Размер шрифта
-
+

Кое-какие отношения искусства к действительности. Конъюнктура, мифология, страсть - стр. 30

Картина «Рынок нашей демократии», если смотреть на эту вещь с исторической точки зрения, претерпела в своем репрезентативном качестве глубоко поучительные превращения. Она в момент создания представляла мышление достаточно массовой аудитории, активно не приемлющей развитие событий: реформы, интеграцию в мировой рынок, западные влияния в массовой культуре и пр. И все же, при всей массовости, эту аудиторию характеризовала некая маргинальность. Удаленность от мейнстрима. Котел страстей, визуализированных Глазуновым, разогревался на дровишках ресентимента. Это понятие (его формулировал еще Ницше), активно вводимое сегодня в политический оборот, характеризует долговременные общественные эмоции навязчиво-негативистского плана, сочетающие неприятие настоящего с реактуализацией и мифологизацией прошлого. «Ресентимент никогда не может образоваться без специфического чувства бессилия – бессилия в каком-либо одном из бесконечного множества отношений – в конечном счете он представляет собой одно из проявлений «нисходящей жизни» (Макс Шелер). Ресентимент достаточно многолик: при желании, под сильным микроскопом, можно различить серьезные разночтения между установками, скажем, Глазунова и Проханова. У первого сильнее мифология имперско-монархического плана, второй видит себя последним солдатом советской империи. Но гораздо весомее всех подобных нюансов является обязательный для ресентимента посыл враждебности.

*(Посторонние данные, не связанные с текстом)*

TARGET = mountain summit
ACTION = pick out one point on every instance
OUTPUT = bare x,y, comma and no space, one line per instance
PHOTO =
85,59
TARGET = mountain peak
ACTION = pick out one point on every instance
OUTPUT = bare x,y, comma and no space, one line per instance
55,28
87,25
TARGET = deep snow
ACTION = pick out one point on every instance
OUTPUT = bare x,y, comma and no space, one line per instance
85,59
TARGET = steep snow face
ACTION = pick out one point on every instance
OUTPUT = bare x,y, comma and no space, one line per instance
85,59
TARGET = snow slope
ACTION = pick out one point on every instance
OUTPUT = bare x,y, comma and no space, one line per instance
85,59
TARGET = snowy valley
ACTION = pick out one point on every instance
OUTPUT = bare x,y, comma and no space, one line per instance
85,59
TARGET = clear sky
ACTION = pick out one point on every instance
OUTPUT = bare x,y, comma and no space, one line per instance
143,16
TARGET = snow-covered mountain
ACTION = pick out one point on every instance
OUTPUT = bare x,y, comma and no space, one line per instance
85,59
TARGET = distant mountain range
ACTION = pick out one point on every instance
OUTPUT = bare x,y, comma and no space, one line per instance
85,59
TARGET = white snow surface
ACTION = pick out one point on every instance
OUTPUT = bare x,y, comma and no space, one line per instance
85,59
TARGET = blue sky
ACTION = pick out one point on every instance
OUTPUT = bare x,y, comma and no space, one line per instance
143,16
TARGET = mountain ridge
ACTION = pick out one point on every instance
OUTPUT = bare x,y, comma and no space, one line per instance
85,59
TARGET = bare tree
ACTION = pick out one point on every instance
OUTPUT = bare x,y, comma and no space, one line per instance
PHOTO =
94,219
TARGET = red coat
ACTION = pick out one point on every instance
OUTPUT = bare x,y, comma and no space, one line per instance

С момента написания «Рынка нашей демократии» и картин подобного плана прошло почти полтора десятка лет. Политическая атмосфера существенно изменилась. Идеи ресентимента из дискурса маргиналов перешли в пропагандистские программы государственных телеканалов. Разумеется, они были трансформированы в проблематику озабоченности местом новой России в мировой политике, в пресловутую тему «уважения» и пр. Более того, контракт государства с ресентиментом представляется мне вполне прагматичным и политтехнологичным, вовсе не исключающим принципиально другие, ориентированные все-таки на восходящую, а не нисходящую парадигму жизни. И тем не менее внешне все выглядит как победа глазуновского миропонимания: имперские амбиции, специальные отношения с РПЦ, антизападничество, третирование «либералов». Глазунов по праву может считать себя одним из отцов движения ресентимента (как бы ни назывался в его словаре этот симбиоз охранительства и экспансионизма). Счастлив ли он? Почему-то мне кажется – не вполне. Дело в том, что в течение десятилетий он, отрефлексированно или нет, использовал лексику современного искусства, во всяком случае – мышления: методики манипуляции зрительским сознанием, апроприацию, реди-мейд, квест и пр. У него были свои представления о высоком, и он отстаивал их, пусть и не всегда методами высокой этической пробы. Всю жизнь добивался для своей арт-практики статуса огосударствленного искусства, при этом оперируя элементами contemporary art. Стоял на охранительных позициях, используя при этом достаточно «продвинутые», не принятые его системными собратьями по цеху технологии массмедийного самопродвижения. Пытался соединить мифопоэтическое с негативным, агрессивным посылом. Жаждал дать зрительски аттрактивную форму ресентименту. Да, претворения противоречивого, синтеза внеположного не состоялось. Но как ни относись к нему, Глазунов – феномен эстетический. Вместе с тем жизнь сыграла с ним дурную шутку. Да, он всегда жаждал наибольшей усвояемости своего арт-продукта «общественным желудком» и добился здесь несомненного успеха: очередей, окольцевавших музейные и выставочные залы. Однако предельное упрощение общественных представлений и нравов (напомню – говорю не об обществе в целом, а об аудитории виктимной, жертве пропагандистского вещания) в определенный момент резко опередило устремления художника. Более того, напрочь вымыло эстетическое слагаемое его месседжа.